6th Australasian Congress on Applied Mechanics, ACAM 6

12-15 December 2010, Perth, Australia

Mechanical responses of hydrated and dehydrated cortical bones to microindentation

Ling Yin1*

, Sudharshan Venkatesan2, Daryl Webb3, Shankar Kalyanasundaram2, Qing-Hua Qin2, and Mark R. Forwood4

1

School of Engineering & Physical Sciences, James Cook University, Townsville, QLD 4811, Australia 2

School of Engineering, Australian National University, Canberra, ACT 0200, Australia 3

Electron Microscopy Unit, Australian National University, Canberra, ACT 0200, Australia 4School of Medical Science, Griffith University, Gold Coast, QLD 4222, Australia

*Corresponding author. Email: ling.yin@jcu.edu.au

Abstract: We report on responses of hydrated and dehydrated cortical bone tissues to mechanical loading applied by a Vickers indenter to understand the influence of water on mechanical properties of bone. The Vickers indentations were section-scanned using confocal laser scanning microscopy to understand the deformation and damage mechanisms of bone tissues. The observation of confocal laser scanning microscopy shows the fundamental indentation responses for both the hydrated and dehydrated bone tissues were plastic deformation. No visible fracture was observed in the Vickers indentation patterns in the hydrated bone tissue, while microcracks occurred in the dehydrated bone tissue. This indicates that the dehydration resulted in increased brittleness of the bone tissue. The Vickers hardness values of dehydrated bone tissue were significantly higher than those of hydrated bone tissue at any applied loads (p<0.05).
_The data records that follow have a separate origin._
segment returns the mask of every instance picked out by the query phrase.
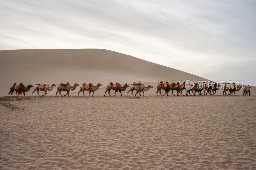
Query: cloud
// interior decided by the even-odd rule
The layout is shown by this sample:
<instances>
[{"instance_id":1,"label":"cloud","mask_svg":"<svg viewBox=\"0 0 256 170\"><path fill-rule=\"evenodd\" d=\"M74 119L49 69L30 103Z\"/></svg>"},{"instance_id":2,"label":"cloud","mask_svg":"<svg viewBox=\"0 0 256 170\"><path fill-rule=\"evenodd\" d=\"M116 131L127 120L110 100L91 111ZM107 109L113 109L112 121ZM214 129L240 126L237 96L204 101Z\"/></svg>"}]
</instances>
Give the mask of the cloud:
<instances>
[{"instance_id":1,"label":"cloud","mask_svg":"<svg viewBox=\"0 0 256 170\"><path fill-rule=\"evenodd\" d=\"M106 49L213 79L227 64L256 64L256 3L5 1L0 49Z\"/></svg>"}]
</instances>

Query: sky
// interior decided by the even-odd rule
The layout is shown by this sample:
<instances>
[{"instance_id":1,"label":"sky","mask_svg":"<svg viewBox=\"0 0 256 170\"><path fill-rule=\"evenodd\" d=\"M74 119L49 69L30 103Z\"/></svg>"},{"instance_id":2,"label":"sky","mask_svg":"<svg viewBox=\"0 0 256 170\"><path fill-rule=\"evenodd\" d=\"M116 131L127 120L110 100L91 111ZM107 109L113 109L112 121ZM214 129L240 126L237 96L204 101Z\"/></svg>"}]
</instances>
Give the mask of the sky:
<instances>
[{"instance_id":1,"label":"sky","mask_svg":"<svg viewBox=\"0 0 256 170\"><path fill-rule=\"evenodd\" d=\"M1 0L0 50L101 48L256 86L256 1Z\"/></svg>"}]
</instances>

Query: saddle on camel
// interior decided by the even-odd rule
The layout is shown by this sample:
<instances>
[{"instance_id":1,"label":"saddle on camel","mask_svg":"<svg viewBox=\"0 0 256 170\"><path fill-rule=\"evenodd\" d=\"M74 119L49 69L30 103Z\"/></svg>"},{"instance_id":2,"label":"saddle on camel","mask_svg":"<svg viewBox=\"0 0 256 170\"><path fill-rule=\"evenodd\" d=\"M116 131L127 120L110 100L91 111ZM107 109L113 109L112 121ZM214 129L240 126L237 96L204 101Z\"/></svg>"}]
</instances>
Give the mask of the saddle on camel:
<instances>
[{"instance_id":1,"label":"saddle on camel","mask_svg":"<svg viewBox=\"0 0 256 170\"><path fill-rule=\"evenodd\" d=\"M86 89L88 89L89 88L89 87L90 87L92 85L93 85L91 83L89 83L89 84L86 84L85 83L85 85L84 85L84 88Z\"/></svg>"},{"instance_id":2,"label":"saddle on camel","mask_svg":"<svg viewBox=\"0 0 256 170\"><path fill-rule=\"evenodd\" d=\"M19 94L19 92L18 92L18 91L22 88L23 86L26 86L25 85L23 85L23 83L22 82L21 82L20 83L19 85L18 84L16 84L15 85L15 86L14 87L14 89L16 91L16 95L17 95L18 94ZM20 92L20 94L22 94L22 92Z\"/></svg>"},{"instance_id":3,"label":"saddle on camel","mask_svg":"<svg viewBox=\"0 0 256 170\"><path fill-rule=\"evenodd\" d=\"M36 84L36 85L38 85L40 86L40 89L44 89L44 86L45 85L47 85L45 82L44 82L44 84L40 83L39 82L38 83L38 84Z\"/></svg>"},{"instance_id":4,"label":"saddle on camel","mask_svg":"<svg viewBox=\"0 0 256 170\"><path fill-rule=\"evenodd\" d=\"M162 81L161 81L160 83L158 83L158 84L161 84L161 85L164 85L164 87L167 87L167 84L168 83L167 82L166 82L166 83L164 83Z\"/></svg>"},{"instance_id":5,"label":"saddle on camel","mask_svg":"<svg viewBox=\"0 0 256 170\"><path fill-rule=\"evenodd\" d=\"M61 82L60 84L59 84L58 85L60 85L60 87L68 87L68 86L70 87L70 84L68 82L66 84L63 84Z\"/></svg>"},{"instance_id":6,"label":"saddle on camel","mask_svg":"<svg viewBox=\"0 0 256 170\"><path fill-rule=\"evenodd\" d=\"M113 87L116 87L116 85L120 85L120 84L119 83L117 83L117 82L116 82L116 83L113 83L112 82L110 82L110 83L109 83L109 84L111 85L111 86L113 86Z\"/></svg>"},{"instance_id":7,"label":"saddle on camel","mask_svg":"<svg viewBox=\"0 0 256 170\"><path fill-rule=\"evenodd\" d=\"M143 84L141 84L141 82L140 81L139 82L139 83L135 83L135 82L133 82L133 84L131 84L131 85L144 85Z\"/></svg>"}]
</instances>

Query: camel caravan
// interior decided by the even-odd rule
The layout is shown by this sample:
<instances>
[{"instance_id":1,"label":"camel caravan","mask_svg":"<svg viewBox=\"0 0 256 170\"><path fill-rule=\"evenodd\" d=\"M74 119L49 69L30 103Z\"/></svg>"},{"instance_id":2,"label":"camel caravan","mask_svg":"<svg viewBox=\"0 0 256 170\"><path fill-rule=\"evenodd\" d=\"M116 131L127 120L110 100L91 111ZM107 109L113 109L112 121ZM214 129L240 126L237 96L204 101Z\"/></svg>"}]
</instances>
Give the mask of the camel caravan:
<instances>
[{"instance_id":1,"label":"camel caravan","mask_svg":"<svg viewBox=\"0 0 256 170\"><path fill-rule=\"evenodd\" d=\"M182 93L182 91L184 90L186 90L186 96L188 96L189 94L190 95L195 96L196 93L198 92L198 94L200 96L202 96L204 94L204 95L207 95L209 94L210 95L214 95L216 93L217 91L220 89L223 89L223 95L233 95L233 93L235 95L236 92L239 91L240 89L242 89L243 86L241 85L238 85L238 84L235 84L234 83L225 83L225 84L220 84L217 83L215 82L208 82L207 83L204 82L202 83L199 82L193 84L193 87L191 88L188 89L186 87L186 82L184 82L182 84L180 84L179 82L175 83L172 82L169 84L168 81L164 83L163 81L161 81L158 83L158 85L156 87L157 90L156 91L156 96L158 96L158 92L163 96L165 96L166 94L167 96L169 96L169 92L171 91L172 93L173 96L175 96L175 94L173 93L173 91L176 91L177 92L177 95L179 96L179 94L181 94L183 96ZM71 92L72 91L75 91L76 87L79 86L79 85L77 83L76 83L72 86L70 85L69 83L67 82L66 84L64 84L61 82L60 84L58 85L56 91L56 96L58 97L58 93L61 97L64 97L66 96L69 96L69 92ZM129 93L129 92L131 92L132 95L134 96L133 92L135 91L136 93L135 94L136 96L138 93L139 95L141 95L141 92L143 93L143 96L144 96L145 92L148 91L151 88L153 88L153 86L150 85L148 85L145 86L144 84L139 81L138 83L133 82L133 83L131 84L131 86L130 89L127 92L127 93ZM92 97L93 97L93 95L95 91L98 90L100 87L102 85L100 83L99 83L96 85L94 85L92 83L90 83L87 84L85 83L84 83L82 86L80 87L79 91L77 92L77 95L79 97L79 93L81 92L82 92L83 94L85 97L87 96L84 94L84 91L89 91L89 97L91 97L91 94L92 92ZM37 94L40 97L45 97L47 94L47 91L50 91L53 89L54 87L57 86L57 85L54 83L52 83L50 85L47 85L46 83L41 83L39 82L38 84L36 84L34 90L32 92L32 96L34 96L34 93L36 91L37 91ZM222 86L222 87L221 87ZM33 87L34 86L31 85L24 85L23 83L21 82L19 84L16 83L14 83L12 85L10 88L10 92L8 95L12 95L12 93L14 91L16 92L16 95L19 95L20 94L23 93L24 96L25 95L25 92L27 92L29 91L31 87ZM106 91L104 94L104 96L106 96L106 93L108 92L108 93L110 96L112 96L110 95L110 92L111 89L115 91L115 96L116 96L116 94L118 92L120 92L121 96L123 96L122 92L125 91L126 89L129 87L129 85L127 85L127 83L122 86L120 83L114 83L111 82L107 86L106 88ZM222 88L221 88L221 87ZM164 90L165 92L164 94L162 94L161 93L161 91ZM44 94L41 96L39 94L39 92L40 91L44 92ZM67 93L62 96L61 94L61 92L62 91L64 91L67 92ZM229 92L229 93L227 94L227 92ZM193 95L190 94L191 92Z\"/></svg>"}]
</instances>

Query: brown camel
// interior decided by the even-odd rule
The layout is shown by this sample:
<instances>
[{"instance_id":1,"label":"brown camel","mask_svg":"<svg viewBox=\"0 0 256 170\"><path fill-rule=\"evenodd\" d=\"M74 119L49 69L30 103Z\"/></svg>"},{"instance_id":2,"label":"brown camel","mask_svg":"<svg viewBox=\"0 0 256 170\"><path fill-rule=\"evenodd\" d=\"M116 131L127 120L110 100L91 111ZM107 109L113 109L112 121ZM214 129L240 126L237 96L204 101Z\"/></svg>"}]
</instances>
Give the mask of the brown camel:
<instances>
[{"instance_id":1,"label":"brown camel","mask_svg":"<svg viewBox=\"0 0 256 170\"><path fill-rule=\"evenodd\" d=\"M163 96L165 95L166 93L167 93L167 96L168 96L168 93L169 93L169 92L170 90L172 91L172 94L173 95L173 96L175 96L175 95L173 94L173 89L175 88L175 86L176 86L177 85L175 83L172 82L171 83L171 85L169 84L168 83L168 82L167 82L167 85L169 87L169 91L168 91L167 90L165 90L165 93L163 95Z\"/></svg>"},{"instance_id":2,"label":"brown camel","mask_svg":"<svg viewBox=\"0 0 256 170\"><path fill-rule=\"evenodd\" d=\"M158 85L157 85L157 86L156 87L157 89L157 91L156 91L156 96L158 96L157 93L158 92L159 92L159 93L160 93L160 94L161 95L161 96L163 96L162 94L161 94L161 90L162 89L166 91L165 94L166 94L166 91L168 92L168 93L167 93L167 96L169 96L169 95L168 93L169 92L169 91L170 91L170 89L169 88L169 86L168 86L168 84L169 84L168 82L166 82L165 83L165 84L164 84L163 82L161 81L160 82L160 83L158 83L159 84ZM165 87L164 87L165 86Z\"/></svg>"},{"instance_id":3,"label":"brown camel","mask_svg":"<svg viewBox=\"0 0 256 170\"><path fill-rule=\"evenodd\" d=\"M232 87L233 86L234 86L234 87ZM233 92L234 92L235 94L235 95L236 96L236 92L235 92L240 90L240 89L242 88L242 86L243 86L241 85L235 85L234 84L231 84L230 85L229 84L226 84L225 83L225 85L224 87L224 90L223 91L223 95L224 95L224 93L225 92L225 95L230 95L230 96L233 96ZM228 91L229 91L229 94L227 94L226 92Z\"/></svg>"},{"instance_id":4,"label":"brown camel","mask_svg":"<svg viewBox=\"0 0 256 170\"><path fill-rule=\"evenodd\" d=\"M90 97L91 92L92 92L93 93L93 94L92 94L92 97L93 97L93 95L94 94L94 91L98 90L99 88L100 88L100 87L102 85L101 84L99 83L97 84L96 86L94 86L93 85L90 83L89 84L89 87L88 87L88 88L86 89L85 88L85 83L84 83L81 87L80 87L80 89L79 90L79 92L77 92L77 94L78 95L78 96L79 96L79 93L82 91L83 94L84 94L84 95L85 97L86 97L86 96L84 95L84 91L87 90L89 91L89 96Z\"/></svg>"},{"instance_id":5,"label":"brown camel","mask_svg":"<svg viewBox=\"0 0 256 170\"><path fill-rule=\"evenodd\" d=\"M62 97L63 97L60 94L60 92L62 91L67 91L67 94L66 95L64 95L64 96L66 96L68 94L68 97L70 97L69 96L69 91L70 90L71 90L72 91L74 91L76 90L76 87L79 85L79 84L77 84L77 83L75 83L73 86L70 85L69 83L68 82L67 83L67 84L68 85L67 87L65 86L61 86L60 85L58 86L58 87L57 88L57 92L56 92L56 96L57 97L58 97L57 93L59 92L60 92L59 93L60 95L60 96L61 96Z\"/></svg>"},{"instance_id":6,"label":"brown camel","mask_svg":"<svg viewBox=\"0 0 256 170\"><path fill-rule=\"evenodd\" d=\"M178 92L179 91L179 90L180 90L180 83L179 82L177 82L177 85L175 86L175 87L174 87L173 89L172 90L172 93L173 94L173 90L176 90L177 92L177 96L178 96Z\"/></svg>"},{"instance_id":7,"label":"brown camel","mask_svg":"<svg viewBox=\"0 0 256 170\"><path fill-rule=\"evenodd\" d=\"M144 96L144 91L147 91L149 90L150 88L153 88L153 86L150 85L149 85L147 86L144 86L144 85L135 85L135 83L133 83L133 84L132 85L132 86L130 87L130 89L127 92L128 93L129 92L132 91L132 95L133 95L132 92L133 92L133 90L136 90L137 91L137 92L138 92L140 93L140 92L143 92L143 96ZM136 93L137 94L137 93ZM135 94L136 96L136 95Z\"/></svg>"},{"instance_id":8,"label":"brown camel","mask_svg":"<svg viewBox=\"0 0 256 170\"><path fill-rule=\"evenodd\" d=\"M27 87L26 87L25 86L27 86ZM18 90L16 90L16 92L19 93L18 93L18 96L19 96L19 95L22 92L23 94L24 94L24 96L26 97L25 95L25 92L28 92L30 90L30 88L33 87L34 86L31 85L28 85L27 86L23 86L22 87L20 88Z\"/></svg>"},{"instance_id":9,"label":"brown camel","mask_svg":"<svg viewBox=\"0 0 256 170\"><path fill-rule=\"evenodd\" d=\"M12 93L13 93L15 90L14 89L14 88L15 87L15 85L17 84L15 83L12 85L12 87L11 87L11 88L10 88L10 92L8 93L8 95L9 95L10 93L11 93L11 95L12 95ZM16 92L17 92L17 91L16 90Z\"/></svg>"},{"instance_id":10,"label":"brown camel","mask_svg":"<svg viewBox=\"0 0 256 170\"><path fill-rule=\"evenodd\" d=\"M211 85L209 85L209 83L204 83L203 85L204 87L204 95L207 95L207 93L209 93L210 95L212 95L212 92L211 92L211 90L212 91L212 95L214 95L214 94L216 93L216 91L219 90L219 87L218 87L218 85L216 83L211 83ZM213 85L212 85L213 84ZM207 91L205 93L205 91L207 90ZM214 92L215 92L214 93Z\"/></svg>"},{"instance_id":11,"label":"brown camel","mask_svg":"<svg viewBox=\"0 0 256 170\"><path fill-rule=\"evenodd\" d=\"M161 81L160 83L159 83L159 84L157 86L157 91L156 91L156 96L158 96L157 95L157 93L158 92L158 91L159 92L159 93L160 93L160 94L161 95L161 96L164 96L166 94L167 94L167 96L169 96L169 92L170 90L173 90L174 89L174 88L175 87L175 86L177 85L176 83L172 83L172 84L170 85L169 84L169 83L168 83L168 81L167 81L165 83L165 85L164 85L164 83L162 81ZM164 87L164 86L166 86L166 87ZM161 94L161 90L162 89L164 90L165 91L165 93L164 95L162 95L162 94ZM174 95L174 94L172 93L172 94Z\"/></svg>"},{"instance_id":12,"label":"brown camel","mask_svg":"<svg viewBox=\"0 0 256 170\"><path fill-rule=\"evenodd\" d=\"M182 94L182 91L184 90L186 90L186 86L185 86L185 84L186 84L185 82L184 82L183 83L180 85L180 89L178 90L178 91L177 92L177 96L179 96L179 94L180 93L181 94L181 95L182 96L184 96L183 94Z\"/></svg>"},{"instance_id":13,"label":"brown camel","mask_svg":"<svg viewBox=\"0 0 256 170\"><path fill-rule=\"evenodd\" d=\"M229 89L229 90L230 93L228 94L230 94L230 96L233 96L233 92L234 92L235 94L235 95L236 96L236 92L235 92L240 90L240 89L242 88L242 86L243 86L242 85L236 85L234 89Z\"/></svg>"},{"instance_id":14,"label":"brown camel","mask_svg":"<svg viewBox=\"0 0 256 170\"><path fill-rule=\"evenodd\" d=\"M194 96L196 95L196 92L198 92L199 93L199 91L198 90L198 83L196 83L195 84L195 85L193 87L193 88L188 90L187 90L187 94L186 94L186 96L188 96L188 93L189 94L189 95L191 96L191 94L190 94L190 91L192 92L192 93L194 94ZM193 92L193 91L195 91L195 93ZM200 93L199 93L199 94L200 95Z\"/></svg>"},{"instance_id":15,"label":"brown camel","mask_svg":"<svg viewBox=\"0 0 256 170\"><path fill-rule=\"evenodd\" d=\"M115 84L114 84L114 85ZM110 83L109 83L107 87L107 90L105 92L105 94L104 94L104 96L105 96L105 95L106 94L106 93L108 91L108 94L109 95L109 96L111 96L111 95L110 95L109 93L109 92L110 92L110 90L112 89L114 90L115 91L115 96L116 96L116 92L117 91L119 91L120 93L121 93L121 96L123 96L123 95L122 95L122 92L123 92L126 90L126 88L129 86L129 85L127 85L127 83L124 85L124 86L123 87L121 86L121 85L120 84L120 83L116 83L116 87L113 87L113 83L112 82L111 82Z\"/></svg>"}]
</instances>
Keywords: Cortical bone, microcracks, deformation, microindentation, microhardness.

1 Introduction

Cortical bone has compact, mineralised connective tissue with a porosity formed from the vascular network and osteocytes of approximately 5% [1]. Long bones are mostly cortical bone, which represents approximately 80% of the skeletal mass [2]. Bone contains approximately 60% ceramic nanoparticles of inorganic carbonated hydroxyapatite, 10% water and 30% fibrous polymer matrix of organic collagen fibers by weight [2]. Because bone is a hierarchical composite with multiple linked length scales [3], the nature and type of damage in bone could also be hierarchical at multiple length scales [4,5].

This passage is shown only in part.